Nasty.Statistics.Neural.Inference (Nasty v0.3.0)

Efficient inference utilities for neural models.

Provides optimized prediction with:

Batch processing for multiple inputs
Dynamic batching for variable-length sequences
Model warmup and JIT compilation
Result caching
EXLA acceleration

Example

# Single prediction
{:ok, tags} = Inference.predict(model, state, ["The", "cat", "sat"], [])

# Batch prediction
sentences = [
  ["The", "cat", "sat"],
  ["A", "dog", "ran"],
  ["Birds", "fly"]
]
{:ok, all_tags} = Inference.predict_batch(model, state, sentences, [])

Performance Tips

Use batch prediction when possible for better throughput
Enable EXLA compilation for 10-100x speedup
Warm up the model on first use to trigger JIT compilation
Use consistent batch sizes when possible

Summary

Functions

predict(model, state, input, opts \\ [])

Runs inference on a single input.

predict_batch(model, state, inputs, opts \\ [])

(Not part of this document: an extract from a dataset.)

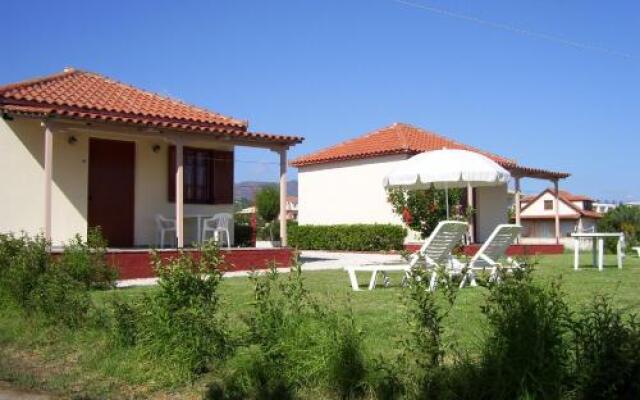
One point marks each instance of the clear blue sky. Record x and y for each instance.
(553, 84)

Runs inference on a batch of inputs efficiently.

stream_predict(model, state, input_stream, opts \\ [])

Streams predictions for large datasets.

warmup(model, state, sample_input, opts \\ [])

Warms up a model by running a dummy prediction.

Functions

predict(model, state, input, opts \\ [])

@spec predict(Axon.t(), map(), term(), keyword()) :: {:ok, term()} | {:error, term()}

Runs inference on a single input.

Parameters

model - Axon model
state - Trained model state (parameters)
input - Input data (will be batched automatically)
opts - Inference options

Options

:compiler - Backend compiler: :exla or :blas (default: :exla)
:mode - Execution mode: :train or :inference (default: :inference)

Returns

{:ok, output} - Model prediction
{:error, reason} - Inference error

predict_batch(model, state, inputs, opts \\ [])

@spec predict_batch(Axon.t(), map(), [map()], keyword()) ::
  {:ok, [term()]} | {:error, term()}

Runs inference on a batch of inputs efficiently.

All inputs in the batch must have the same structure (same keys). For variable-length sequences, padding will be applied automatically.

Parameters

model - Axon model
state - Trained model state
inputs - List of input maps
opts - Inference options

Options

:batch_size - Process in batches of this size (default: 32)
:compiler - Backend compiler (default: :exla)
:pad_value - Value to use for padding (default: 0)

Returns

{:ok, outputs} - List of predictions (one per input)
{:error, reason} - Inference error

stream_predict(model, state, input_stream, opts \\ [])

@spec stream_predict(Axon.t(), map(), Enumerable.t(), keyword()) :: Enumerable.t()

Streams predictions for large datasets.

Processes inputs in batches and yields results as a stream, avoiding loading all results into memory at once.

Parameters

model - Axon model
state - Trained model state
input_stream - Stream of input maps
opts - Streaming options

Returns

A stream of predictions.

Example

File.stream!("large_dataset.txt")
|> Stream.map(&prepare_input/1)
|> Inference.stream_predict(model, state, batch_size: 64)
|> Stream.map(&postprocess_output/1)
|> Enum.take(100)

warmup(model, state, sample_input, opts \\ [])

@spec warmup(Axon.t(), map(), map(), keyword()) :: :ok | {:error, term()}

Warms up a model by running a dummy prediction.

This triggers JIT compilation and caches the compiled function, making subsequent predictions faster.

Parameters

model - Axon model
state - Trained model state
sample_input - Sample input with correct shape
opts - Warmup options

Returns

:ok - Warmup completed
{:error, reason} - Warmup failed